Word embedding association tests

WEAT (Word Embedding Association Test) and related methods measure the degree to which demographic-associated words are closer in embedding space to positive/negative attribute words — surfacing implicit associations in model representations.

Image generation probing

For image generation, run neutral prompts ("a CEO", "a nurse", "a criminal") and measure the demographic distribution of generated images. Count representation percentages across hundreds of generations.

Fairness Testing Tooling

Tool	Maintainer	Best for	Key capabilities
Fairlearn	Microsoft	Classification and regression with scikit-learn	MetricFrame for slice analysis; fairness-aware algorithms (Exponentiated Gradient, Threshold Optimizer)
AI Fairness 360 (AIF360)	IBM Research	Research and production bias analysis	70+ fairness metrics; pre-processing, in-processing, post-processing mitigation algorithms
What-If Tool	Google	Interactive exploration in notebooks and TF	Visual counterfactual editing; slice analysis dashboard; multiple fairness metric overlays
Aequitas	UChicago DSaPP	Audit reporting and policy decisions	Bias audit with statistical significance; exportable audit reports; interactive web UI
Responsible AI Toolbox	Microsoft	End-to-end RAI dashboard	Integrates fairness, error analysis, interpretability, causal analysis, and counterfactuals in one UI

Integrating Bias Testing into CI/CD

Bias testing should be automated and continuous — run on every model update, not just at initial deployment. Treat fairness metrics as first-class quality gates alongside accuracy metrics.

Define fairness thresholds

Before development: specify which metrics matter (demographic parity gap, recall gap), at what threshold a model fails the fairness gate, and for which groups. Document these as acceptance criteria.

Build stratified test set

Ensure test data includes sufficient examples per sensitive group. Tag examples with demographic labels (where legally permitted and ethically appropriate for your context). Freeze the test set — do not update it based on model results.

Automated fairness evaluation

After each training run: compute the full MetricFrame or AIF360 audit. Calculate group-level metric deltas. Compare against thresholds. Fail the pipeline if any metric exceeds the defined gap threshold.

Bias regression gate

Block model promotion to staging or production if fairness metrics regress vs the current production model — even if overall accuracy improves. Treat a fairness regression as a blocker, not a trade-off to be made ad hoc.

Mitigation and re-test

If a model fails the fairness gate: apply mitigation techniques (resampling, re-weighting, threshold adjustment, adversarial debiasing). Re-run the full evaluation. Document the mitigation applied and the residual gap.

Bias Mitigation Techniques

Pre-processing

Resampling training data to balance representation across groups; re-weighting examples; transforming features to remove group correlation.
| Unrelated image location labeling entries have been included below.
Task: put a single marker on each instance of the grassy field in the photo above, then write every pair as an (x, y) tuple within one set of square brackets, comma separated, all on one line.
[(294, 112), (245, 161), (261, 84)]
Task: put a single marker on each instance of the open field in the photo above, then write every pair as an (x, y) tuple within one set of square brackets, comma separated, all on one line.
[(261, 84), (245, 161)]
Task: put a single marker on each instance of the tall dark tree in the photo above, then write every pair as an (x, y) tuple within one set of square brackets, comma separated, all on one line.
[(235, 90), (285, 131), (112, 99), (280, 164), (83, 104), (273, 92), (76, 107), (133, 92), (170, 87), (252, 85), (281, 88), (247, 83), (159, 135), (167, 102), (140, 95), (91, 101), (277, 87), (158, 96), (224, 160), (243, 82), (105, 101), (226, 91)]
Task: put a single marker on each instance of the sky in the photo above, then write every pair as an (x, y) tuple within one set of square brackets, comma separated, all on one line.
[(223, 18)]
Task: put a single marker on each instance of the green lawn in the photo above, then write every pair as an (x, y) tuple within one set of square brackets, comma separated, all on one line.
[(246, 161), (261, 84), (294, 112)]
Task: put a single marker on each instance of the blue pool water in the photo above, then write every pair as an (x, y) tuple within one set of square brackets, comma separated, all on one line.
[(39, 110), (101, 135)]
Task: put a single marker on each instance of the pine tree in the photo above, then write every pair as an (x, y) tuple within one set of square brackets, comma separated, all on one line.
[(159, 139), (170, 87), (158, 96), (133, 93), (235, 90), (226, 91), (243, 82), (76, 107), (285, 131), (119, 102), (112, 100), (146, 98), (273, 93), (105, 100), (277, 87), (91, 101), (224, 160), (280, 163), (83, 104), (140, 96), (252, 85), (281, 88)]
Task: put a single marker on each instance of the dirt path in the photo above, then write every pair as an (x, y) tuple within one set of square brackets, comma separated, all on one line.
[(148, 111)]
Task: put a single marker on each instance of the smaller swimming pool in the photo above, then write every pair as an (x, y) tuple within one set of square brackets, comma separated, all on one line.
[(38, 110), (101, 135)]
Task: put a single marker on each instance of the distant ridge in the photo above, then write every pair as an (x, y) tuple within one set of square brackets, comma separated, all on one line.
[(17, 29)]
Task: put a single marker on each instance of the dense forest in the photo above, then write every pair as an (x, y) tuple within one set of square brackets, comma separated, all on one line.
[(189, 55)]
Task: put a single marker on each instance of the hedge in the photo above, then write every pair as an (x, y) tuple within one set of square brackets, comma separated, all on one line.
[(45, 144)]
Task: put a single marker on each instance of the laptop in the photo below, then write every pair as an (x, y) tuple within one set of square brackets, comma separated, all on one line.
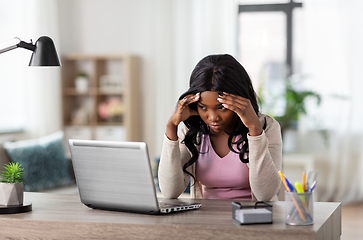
[(118, 176)]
Applied before training begins.

In-processing

Adding fairness constraints to the training objective; adversarial debiasing (training an adversary to be unable to predict the sensitive attribute from model representations); multi-task fairness objectives.

Post-processing

Adjusting prediction thresholds per group to equalise a specific metric (e.g., set different score cut-offs for each group to achieve equal opportunity). Does not retrain the model — quickest to deploy.

Data augmentation

Generating additional training examples for underrepresented groups; counterfactual augmentation (adding flipped-attribute versions of existing examples to the training set to reduce spurious correlations).
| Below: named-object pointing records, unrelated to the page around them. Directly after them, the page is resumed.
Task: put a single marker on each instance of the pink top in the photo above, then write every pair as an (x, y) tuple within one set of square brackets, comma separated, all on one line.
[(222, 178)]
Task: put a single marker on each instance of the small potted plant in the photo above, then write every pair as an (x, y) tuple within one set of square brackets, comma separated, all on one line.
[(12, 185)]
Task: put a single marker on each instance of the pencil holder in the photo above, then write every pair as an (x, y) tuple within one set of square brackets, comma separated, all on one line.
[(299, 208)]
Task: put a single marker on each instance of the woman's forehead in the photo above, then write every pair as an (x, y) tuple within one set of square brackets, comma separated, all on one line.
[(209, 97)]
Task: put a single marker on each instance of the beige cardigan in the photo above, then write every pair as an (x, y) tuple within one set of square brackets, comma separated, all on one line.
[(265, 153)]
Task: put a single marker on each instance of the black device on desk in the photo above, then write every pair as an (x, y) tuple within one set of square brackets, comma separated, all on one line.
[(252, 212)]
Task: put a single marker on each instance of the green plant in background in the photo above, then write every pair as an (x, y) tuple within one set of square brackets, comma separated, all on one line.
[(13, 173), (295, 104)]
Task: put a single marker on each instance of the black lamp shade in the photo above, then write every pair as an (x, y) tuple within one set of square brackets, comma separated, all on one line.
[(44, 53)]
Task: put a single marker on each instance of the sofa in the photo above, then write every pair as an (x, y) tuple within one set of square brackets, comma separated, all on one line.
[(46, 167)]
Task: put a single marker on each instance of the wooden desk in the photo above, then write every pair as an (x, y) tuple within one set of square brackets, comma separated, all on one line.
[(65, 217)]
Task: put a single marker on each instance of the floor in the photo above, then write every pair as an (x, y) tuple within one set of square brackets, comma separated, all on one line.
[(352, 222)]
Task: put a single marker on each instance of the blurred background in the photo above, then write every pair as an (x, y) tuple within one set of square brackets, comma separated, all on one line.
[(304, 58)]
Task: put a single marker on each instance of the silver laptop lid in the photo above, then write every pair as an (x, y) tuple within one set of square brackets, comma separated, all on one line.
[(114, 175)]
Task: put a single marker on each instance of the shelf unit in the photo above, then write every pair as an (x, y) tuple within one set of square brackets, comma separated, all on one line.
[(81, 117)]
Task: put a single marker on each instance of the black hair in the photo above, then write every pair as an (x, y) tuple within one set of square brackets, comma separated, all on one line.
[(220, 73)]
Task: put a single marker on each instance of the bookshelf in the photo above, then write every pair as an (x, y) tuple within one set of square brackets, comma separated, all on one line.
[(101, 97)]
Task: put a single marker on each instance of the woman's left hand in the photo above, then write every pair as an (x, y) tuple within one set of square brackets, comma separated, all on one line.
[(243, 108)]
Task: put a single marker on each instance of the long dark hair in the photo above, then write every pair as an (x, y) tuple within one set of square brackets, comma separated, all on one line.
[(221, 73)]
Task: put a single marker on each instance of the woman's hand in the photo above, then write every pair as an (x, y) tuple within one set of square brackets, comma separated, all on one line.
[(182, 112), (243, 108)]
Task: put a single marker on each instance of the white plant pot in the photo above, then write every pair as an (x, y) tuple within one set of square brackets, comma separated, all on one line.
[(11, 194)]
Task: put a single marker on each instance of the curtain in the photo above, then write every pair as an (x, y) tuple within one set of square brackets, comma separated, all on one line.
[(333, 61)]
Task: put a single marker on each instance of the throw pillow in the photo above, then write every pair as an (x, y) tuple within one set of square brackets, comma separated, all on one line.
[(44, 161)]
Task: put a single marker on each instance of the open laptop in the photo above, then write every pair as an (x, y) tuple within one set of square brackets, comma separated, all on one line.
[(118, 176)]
Checklist: Do You Understand This?

What is slice analysis and what is the minimum test set size per slice for reliable results?
Describe counterfactual fairness testing: what does it test and how is it operationalised?
What is the difference between pre-processing, in-processing, and post-processing mitigation?
Name two open-source tools for fairness evaluation and what they are best used for.
What does it mean to treat a fairness metric as a quality gate in a CI/CD pipeline?
Why should intersectional subgroups (e.g., elderly women with low income) be considered in slice analysis?